In this way, Mizzi argued, employees will contribute by accepting a 25% lower salary. If the government refused, Mizzi expected the employee to fork out one-third of salary, equal to what major businesses and the government would fork out.

He also called for the government to half rents due during this emergency period through legislation, so that both landlords and tenants shared the burden.

“Yes, the country may need to dip into its reserves and suffer deficits once more, but this is a matter of survival. Certainly, the EU will allow State aid, and all taxpayers will accept eventual new taxes to help us get out of this nightmare with as little social and financial fallout as possible. This is social solidarity in practice. This is what we expect from our leaders,” he concluded.

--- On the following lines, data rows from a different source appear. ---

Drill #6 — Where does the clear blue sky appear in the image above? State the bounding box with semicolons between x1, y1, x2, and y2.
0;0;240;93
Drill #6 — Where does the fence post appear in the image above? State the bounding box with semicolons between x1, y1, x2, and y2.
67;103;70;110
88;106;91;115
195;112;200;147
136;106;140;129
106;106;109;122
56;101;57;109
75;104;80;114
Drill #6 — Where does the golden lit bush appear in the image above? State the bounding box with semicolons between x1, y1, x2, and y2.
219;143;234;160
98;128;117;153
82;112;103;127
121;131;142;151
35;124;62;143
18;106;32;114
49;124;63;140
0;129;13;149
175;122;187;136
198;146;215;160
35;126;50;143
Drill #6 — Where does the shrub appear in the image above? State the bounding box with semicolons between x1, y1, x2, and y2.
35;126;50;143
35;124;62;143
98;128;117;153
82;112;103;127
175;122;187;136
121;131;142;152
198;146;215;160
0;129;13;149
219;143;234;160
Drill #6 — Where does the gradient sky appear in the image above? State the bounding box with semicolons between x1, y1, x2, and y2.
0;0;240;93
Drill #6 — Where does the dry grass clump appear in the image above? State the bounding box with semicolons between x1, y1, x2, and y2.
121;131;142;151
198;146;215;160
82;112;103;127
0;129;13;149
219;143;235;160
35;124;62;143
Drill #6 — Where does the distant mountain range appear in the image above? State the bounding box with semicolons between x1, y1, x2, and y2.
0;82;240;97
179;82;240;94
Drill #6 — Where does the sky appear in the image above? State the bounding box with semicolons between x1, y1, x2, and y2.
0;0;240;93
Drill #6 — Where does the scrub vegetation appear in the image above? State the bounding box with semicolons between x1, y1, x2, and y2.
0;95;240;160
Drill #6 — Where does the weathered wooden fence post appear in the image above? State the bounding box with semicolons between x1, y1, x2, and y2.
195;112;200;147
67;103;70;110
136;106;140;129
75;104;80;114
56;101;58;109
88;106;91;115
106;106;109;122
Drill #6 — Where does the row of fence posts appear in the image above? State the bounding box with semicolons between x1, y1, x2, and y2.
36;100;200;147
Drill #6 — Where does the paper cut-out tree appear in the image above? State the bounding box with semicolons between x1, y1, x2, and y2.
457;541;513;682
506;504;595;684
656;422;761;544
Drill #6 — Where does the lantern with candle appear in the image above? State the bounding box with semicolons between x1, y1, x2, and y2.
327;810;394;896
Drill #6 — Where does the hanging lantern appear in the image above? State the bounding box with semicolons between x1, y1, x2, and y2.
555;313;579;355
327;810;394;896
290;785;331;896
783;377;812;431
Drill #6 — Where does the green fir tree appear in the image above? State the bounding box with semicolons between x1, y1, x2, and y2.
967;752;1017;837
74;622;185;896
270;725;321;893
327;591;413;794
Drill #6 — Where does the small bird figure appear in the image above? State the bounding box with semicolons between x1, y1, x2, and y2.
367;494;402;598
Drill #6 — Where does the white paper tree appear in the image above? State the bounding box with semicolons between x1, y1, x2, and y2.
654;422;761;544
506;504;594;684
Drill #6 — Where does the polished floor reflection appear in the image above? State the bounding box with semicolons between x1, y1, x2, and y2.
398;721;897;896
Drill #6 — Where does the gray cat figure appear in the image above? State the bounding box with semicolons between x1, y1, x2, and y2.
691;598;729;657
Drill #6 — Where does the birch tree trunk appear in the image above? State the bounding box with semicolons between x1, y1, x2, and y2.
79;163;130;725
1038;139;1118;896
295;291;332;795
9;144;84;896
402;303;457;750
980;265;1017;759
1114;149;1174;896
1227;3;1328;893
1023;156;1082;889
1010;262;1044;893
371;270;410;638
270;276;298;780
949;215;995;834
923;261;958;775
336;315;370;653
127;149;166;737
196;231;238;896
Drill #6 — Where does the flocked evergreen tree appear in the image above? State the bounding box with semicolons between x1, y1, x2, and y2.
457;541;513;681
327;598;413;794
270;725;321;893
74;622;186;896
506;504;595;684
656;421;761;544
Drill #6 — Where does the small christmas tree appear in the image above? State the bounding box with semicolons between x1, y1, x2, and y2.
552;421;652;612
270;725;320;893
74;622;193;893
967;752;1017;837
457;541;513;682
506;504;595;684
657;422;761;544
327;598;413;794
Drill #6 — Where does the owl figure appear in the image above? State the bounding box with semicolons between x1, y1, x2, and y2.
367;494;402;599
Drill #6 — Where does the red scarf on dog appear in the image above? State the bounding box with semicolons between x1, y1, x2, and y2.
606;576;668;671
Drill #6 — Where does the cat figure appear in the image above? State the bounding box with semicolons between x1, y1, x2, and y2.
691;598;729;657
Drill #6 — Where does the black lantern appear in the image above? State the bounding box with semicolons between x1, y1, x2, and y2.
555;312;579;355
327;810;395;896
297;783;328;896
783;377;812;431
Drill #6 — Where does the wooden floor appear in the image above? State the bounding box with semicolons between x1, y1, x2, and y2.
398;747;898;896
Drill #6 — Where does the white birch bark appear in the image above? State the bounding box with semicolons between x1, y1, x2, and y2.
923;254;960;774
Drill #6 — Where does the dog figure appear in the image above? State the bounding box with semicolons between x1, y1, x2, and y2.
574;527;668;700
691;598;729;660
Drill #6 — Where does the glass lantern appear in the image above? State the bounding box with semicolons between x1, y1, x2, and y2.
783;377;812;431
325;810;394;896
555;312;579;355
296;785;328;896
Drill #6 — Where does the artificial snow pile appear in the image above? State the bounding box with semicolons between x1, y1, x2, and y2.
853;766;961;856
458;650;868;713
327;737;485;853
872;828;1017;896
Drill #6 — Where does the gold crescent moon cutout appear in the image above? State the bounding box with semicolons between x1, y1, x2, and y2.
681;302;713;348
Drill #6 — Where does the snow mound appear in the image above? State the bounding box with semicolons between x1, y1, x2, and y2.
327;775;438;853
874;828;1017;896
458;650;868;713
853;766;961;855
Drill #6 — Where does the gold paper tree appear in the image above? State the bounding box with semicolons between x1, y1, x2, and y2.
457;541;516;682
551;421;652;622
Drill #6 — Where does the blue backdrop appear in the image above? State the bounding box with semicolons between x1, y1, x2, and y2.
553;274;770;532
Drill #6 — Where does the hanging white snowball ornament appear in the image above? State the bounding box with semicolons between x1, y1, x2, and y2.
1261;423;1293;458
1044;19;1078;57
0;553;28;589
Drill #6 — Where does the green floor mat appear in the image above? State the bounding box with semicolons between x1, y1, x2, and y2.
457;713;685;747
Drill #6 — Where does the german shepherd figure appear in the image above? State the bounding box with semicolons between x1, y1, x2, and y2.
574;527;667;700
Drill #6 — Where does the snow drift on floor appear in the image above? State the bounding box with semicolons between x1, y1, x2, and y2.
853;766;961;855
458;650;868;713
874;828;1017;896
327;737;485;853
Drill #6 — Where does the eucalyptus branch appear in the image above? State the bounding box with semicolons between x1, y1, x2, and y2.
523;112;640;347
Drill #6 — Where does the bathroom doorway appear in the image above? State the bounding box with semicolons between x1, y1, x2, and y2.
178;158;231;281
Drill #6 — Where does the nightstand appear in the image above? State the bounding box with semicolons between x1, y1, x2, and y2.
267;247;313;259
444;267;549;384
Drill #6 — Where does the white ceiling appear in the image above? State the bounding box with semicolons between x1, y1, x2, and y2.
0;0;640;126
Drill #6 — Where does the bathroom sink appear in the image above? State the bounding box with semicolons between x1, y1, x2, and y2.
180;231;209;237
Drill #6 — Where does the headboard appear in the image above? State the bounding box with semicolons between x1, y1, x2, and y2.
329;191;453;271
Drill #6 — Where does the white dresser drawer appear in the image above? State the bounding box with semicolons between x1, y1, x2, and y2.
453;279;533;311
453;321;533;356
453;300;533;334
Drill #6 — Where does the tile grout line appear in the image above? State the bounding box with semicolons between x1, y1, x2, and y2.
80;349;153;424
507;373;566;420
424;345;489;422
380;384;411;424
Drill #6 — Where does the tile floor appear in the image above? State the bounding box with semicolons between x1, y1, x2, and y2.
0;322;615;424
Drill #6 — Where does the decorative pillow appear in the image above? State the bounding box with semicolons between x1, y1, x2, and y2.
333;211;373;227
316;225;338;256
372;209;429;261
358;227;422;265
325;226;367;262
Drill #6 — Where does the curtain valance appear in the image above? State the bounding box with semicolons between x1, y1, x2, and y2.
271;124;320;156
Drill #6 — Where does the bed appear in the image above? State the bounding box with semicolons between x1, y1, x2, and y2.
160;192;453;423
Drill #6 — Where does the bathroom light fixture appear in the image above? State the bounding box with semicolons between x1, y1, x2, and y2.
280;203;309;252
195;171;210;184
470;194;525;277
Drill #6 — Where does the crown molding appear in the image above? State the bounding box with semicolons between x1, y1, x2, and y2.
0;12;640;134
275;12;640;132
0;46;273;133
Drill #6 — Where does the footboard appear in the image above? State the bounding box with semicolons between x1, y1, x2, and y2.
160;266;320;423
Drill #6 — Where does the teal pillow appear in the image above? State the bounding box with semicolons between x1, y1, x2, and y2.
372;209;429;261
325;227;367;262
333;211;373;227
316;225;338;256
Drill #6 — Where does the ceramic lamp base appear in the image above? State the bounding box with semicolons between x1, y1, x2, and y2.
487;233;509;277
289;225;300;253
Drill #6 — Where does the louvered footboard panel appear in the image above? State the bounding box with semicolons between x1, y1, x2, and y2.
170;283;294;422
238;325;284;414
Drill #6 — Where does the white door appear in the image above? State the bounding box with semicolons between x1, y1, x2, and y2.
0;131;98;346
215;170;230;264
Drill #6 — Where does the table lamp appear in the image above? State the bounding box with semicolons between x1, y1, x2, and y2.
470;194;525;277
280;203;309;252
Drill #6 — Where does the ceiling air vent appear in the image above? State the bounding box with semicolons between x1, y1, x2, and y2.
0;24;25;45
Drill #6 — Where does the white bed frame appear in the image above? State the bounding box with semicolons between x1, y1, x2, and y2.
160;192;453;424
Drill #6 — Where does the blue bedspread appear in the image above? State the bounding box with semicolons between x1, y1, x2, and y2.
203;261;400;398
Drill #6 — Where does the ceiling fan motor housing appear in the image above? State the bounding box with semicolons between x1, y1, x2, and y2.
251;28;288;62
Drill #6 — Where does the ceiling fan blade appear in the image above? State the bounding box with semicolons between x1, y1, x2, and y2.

Meanwhile, in a letter to the government, some of the other major businesses in Malta have asked for a bailout – these include Dizz Group (a company that went from rags to riches under Labour in circumstances that are still due scrutiny, especially after evidence of close relations to Joseph and Michelle Muscat), supermarkets that are among the only sectors doing well in the situation, and other businesses that are known to have profited from Labour Party deals at the cost of taxpayers.

The Chamber of SMEs’ appeal is for small businesses, which in Malta are largely run by families, and which have been excluded from the appeal by elite corporations with the power to influence government policy.

On Monday, the Chamber’s statement and proposals were backed by the Malta Producers’ Assocation. In a statement, the association said that given its dependence on travel as well its operations necessitating large groups the industry “has completely ground to a halt with productions on the ground”.

“This means that the hundreds of crew and professionals who work solely in the TV/film industry, most of which are self-employed, have their income now suddenly reduced to zero,” they said. The association called on Abela to consier the proposals put forward by the Chamber of SMEs “with urgency”.